En la condición caída de la dispensación actual, ¿puede el hombre restaurarla a su condición original?

Insisto con este argumento ante aquellos que pretenden organizar iglesias. Si ellas existen, ellos no tienen que hacerlas. Si, como dicen ellos, existían al principio pero han dejado de existir, en este caso la dispensación está en un estado de ruina y en una condición de total apartamiento de su condición original. Su pretensión, pues, es emprender la tarea de restablecerla. Y es este intento, precisamente, el que tienen que justificar, si no, toda esta pretensión no tiene ningún fundamento. Se objetará que la Iglesia no puede fracasar, y que Dios le prometió que las puertas del hades no prevalecerían contra ella. Esto lo reconozco, si entendemos por ello que la salvación de los escogidos está asegurada, que la gloria de la Iglesia en la resurrección triunfará sobre Satanás, y que Dios asegurará el mantenimiento de la confesión de Jesús sobre la tierra hasta el arrebatamiento de la Iglesia. Pero no se trata aquí de eso. La salvación de los escogidos también estaba asegurada antes de que hubiese una iglesia congregada. Por otra parte, si con lo anterior se quiere afirmar que la dispensación actual no puede fracasar, entonces se está proponiendo un grave y pernicioso error. Si esto fuese verdad, ¿por qué entonces os habéis separado del estado en que ella se encuentra? Si la economía o dispensación de Dios, respecto de la reunión de la Iglesia en la tierra, sigue subsistiendo en su condición original sin haber caído, ¿por qué hacéis nuevas iglesias? Éste es un punto en que sólo el Papado es consecuente.

Pero, ¿qué dice la Palabra? Que la apostasía debe llegar antes del juicio; que “en los postreros días vendrán tiempos peligrosos”; que habrá apariencia de piedad, pero sin eficacia (2 Timoteo 3:5). Y añade: “A estos evita.” Y el pensamiento de que la dispensación de la Iglesia no puede caer es tratado en Romanos 11 como una fatal presunción que conduce a los gentiles a su ruina. El Espíritu Santo condena a aquellos que tienen este pensamiento como sabios a sus propios ojos, y nos enseña, al contrario, que Dios actuará para con la actual dispensación tal como lo ha hecho con las anteriores; que si permanecía en la bondad de Dios, seguiría en esta bondad; en caso contrario, la dispensación sería cortada (Romanos 11:22).
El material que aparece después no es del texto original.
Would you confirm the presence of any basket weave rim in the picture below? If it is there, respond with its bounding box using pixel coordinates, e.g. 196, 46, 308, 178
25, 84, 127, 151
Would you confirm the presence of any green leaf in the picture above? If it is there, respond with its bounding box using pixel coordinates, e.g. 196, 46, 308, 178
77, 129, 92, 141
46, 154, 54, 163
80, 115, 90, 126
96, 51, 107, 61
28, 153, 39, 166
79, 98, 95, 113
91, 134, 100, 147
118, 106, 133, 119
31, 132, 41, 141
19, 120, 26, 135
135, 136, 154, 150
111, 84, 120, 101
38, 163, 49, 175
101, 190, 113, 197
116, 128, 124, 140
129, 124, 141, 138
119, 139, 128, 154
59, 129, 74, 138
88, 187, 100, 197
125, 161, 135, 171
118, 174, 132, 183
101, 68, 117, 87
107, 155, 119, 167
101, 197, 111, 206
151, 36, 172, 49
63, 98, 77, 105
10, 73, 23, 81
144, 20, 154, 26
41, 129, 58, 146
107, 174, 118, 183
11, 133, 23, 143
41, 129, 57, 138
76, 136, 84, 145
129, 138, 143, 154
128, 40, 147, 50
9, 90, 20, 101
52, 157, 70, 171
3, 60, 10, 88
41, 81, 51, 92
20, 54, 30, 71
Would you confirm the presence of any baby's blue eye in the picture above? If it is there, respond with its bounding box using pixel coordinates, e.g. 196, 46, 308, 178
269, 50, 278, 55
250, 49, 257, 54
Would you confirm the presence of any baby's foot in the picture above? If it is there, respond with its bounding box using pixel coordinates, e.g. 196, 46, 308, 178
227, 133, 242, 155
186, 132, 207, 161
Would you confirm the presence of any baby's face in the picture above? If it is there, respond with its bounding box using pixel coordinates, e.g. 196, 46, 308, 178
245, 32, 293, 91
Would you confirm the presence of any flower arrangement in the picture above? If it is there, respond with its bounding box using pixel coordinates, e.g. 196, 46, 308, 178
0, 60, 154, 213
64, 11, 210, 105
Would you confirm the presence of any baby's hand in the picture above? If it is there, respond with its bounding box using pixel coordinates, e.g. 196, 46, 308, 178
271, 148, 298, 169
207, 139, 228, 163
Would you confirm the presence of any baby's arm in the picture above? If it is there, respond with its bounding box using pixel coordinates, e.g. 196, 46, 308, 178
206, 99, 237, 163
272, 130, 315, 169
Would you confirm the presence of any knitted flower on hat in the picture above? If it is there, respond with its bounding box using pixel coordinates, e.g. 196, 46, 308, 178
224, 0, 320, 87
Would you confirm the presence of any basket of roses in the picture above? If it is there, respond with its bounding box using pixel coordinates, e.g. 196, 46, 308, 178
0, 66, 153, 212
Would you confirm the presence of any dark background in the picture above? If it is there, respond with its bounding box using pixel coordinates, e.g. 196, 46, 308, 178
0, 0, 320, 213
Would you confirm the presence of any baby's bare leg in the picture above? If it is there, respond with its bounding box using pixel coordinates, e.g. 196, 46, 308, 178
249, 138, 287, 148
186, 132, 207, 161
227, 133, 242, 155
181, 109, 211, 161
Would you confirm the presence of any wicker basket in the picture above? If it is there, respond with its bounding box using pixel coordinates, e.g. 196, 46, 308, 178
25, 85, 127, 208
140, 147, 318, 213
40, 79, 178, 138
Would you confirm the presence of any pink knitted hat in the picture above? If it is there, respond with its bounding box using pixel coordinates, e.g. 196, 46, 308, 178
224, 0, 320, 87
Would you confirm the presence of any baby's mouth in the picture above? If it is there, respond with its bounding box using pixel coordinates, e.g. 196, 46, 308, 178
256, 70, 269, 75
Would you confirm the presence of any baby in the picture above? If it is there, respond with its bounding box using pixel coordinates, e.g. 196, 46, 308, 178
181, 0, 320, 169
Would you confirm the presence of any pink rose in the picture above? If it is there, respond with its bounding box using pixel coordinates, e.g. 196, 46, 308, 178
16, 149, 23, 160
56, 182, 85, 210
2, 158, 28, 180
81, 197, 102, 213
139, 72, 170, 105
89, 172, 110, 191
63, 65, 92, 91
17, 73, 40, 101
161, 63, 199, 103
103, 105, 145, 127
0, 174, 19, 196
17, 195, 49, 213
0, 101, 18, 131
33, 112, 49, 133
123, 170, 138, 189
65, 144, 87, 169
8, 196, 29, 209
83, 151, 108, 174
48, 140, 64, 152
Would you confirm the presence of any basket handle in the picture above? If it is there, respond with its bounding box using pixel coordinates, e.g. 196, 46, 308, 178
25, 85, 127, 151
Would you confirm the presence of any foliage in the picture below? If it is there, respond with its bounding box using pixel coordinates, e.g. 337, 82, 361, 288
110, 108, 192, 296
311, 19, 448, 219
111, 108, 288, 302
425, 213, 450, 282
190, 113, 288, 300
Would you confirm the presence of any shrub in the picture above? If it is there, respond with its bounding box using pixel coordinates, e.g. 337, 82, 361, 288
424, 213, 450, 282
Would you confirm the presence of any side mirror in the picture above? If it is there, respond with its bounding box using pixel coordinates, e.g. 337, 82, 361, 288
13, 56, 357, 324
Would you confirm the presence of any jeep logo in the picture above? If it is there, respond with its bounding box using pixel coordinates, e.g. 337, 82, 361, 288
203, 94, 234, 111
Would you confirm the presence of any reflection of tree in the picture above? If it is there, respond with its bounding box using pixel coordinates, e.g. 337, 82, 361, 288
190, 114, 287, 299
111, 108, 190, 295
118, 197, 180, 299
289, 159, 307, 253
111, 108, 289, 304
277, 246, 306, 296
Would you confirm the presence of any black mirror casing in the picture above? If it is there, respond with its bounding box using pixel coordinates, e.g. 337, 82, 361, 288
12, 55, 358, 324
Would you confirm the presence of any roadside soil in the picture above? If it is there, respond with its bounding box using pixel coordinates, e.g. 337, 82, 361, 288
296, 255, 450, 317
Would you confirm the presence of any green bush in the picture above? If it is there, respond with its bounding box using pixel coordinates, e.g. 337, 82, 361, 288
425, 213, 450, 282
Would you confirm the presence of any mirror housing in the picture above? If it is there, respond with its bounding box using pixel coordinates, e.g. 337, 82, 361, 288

La Palabra nos revela así el cercenamiento y no la restauración de la dispensación, en caso de no permanecer fiel. Y dedicarse a reconstruir nuevamente la Iglesia y las iglesias sobre la base donde se encontraban al principio, es reconocer su estado de caída actual sin someterse al testimonio de Dios sobre Sus propios pensamientos tocantes a este estado de ruina. Es actuar según nuestros propios pensamientos y confiar en nuestras propias fuerzas, para llevar a cabo nuestro proyecto. ¿Y cuál fue el resultado?

Lo que está en cuestión, no es saber si existían tales iglesias en la época en que la Palabra de Dios fue escrita; sino saber si, después que aquellas iglesias dejaron de existir a causa de la iniquidad del hombre, y que los creyentes fueron dispersados (y éstos son hechos reconocidos), aquellos que toman entre manos el oficio apostólico de restablecer las iglesias sobre su base original —y, por consecuencia, de restablecer toda la dispensación—, han comprendido realmente el pensamiento de Dios, y si están dotados de poder para emprender la tarea que se han impuesto: dos cuestiones totalmente diferentes. No creo que nadie, ni la persona más celosa, que, con un deseo cuya sinceridad reconozco plenamente, haya buscado restablecer la dispensación caída (y David también fue sincero en su deseo de edificar el templo, aunque no era la voluntad de Dios que lo hiciera, 1 Crónicas 17:4), esté en condiciones de poder hacerlo o que los tales tengan el derecho de imponer a mi fe, como Iglesia de Dios, los pequeños edificios que levantaron. Sin embargo, estoy muy lejos de creer que no haya habido iglesias en el tiempo pasado, cuando Dios envió a sus apóstoles con el fin de establecerlas. Y, en mi opinión, aquel que no puede distinguir entre el estado en que estaba la Iglesia en aquellos tiempos y su condición actual, no tiene un juicio muy claro en las cosas de Dios.

Si la dispensación no puede ser restaurada, ¿qué es lo que se debe hacer?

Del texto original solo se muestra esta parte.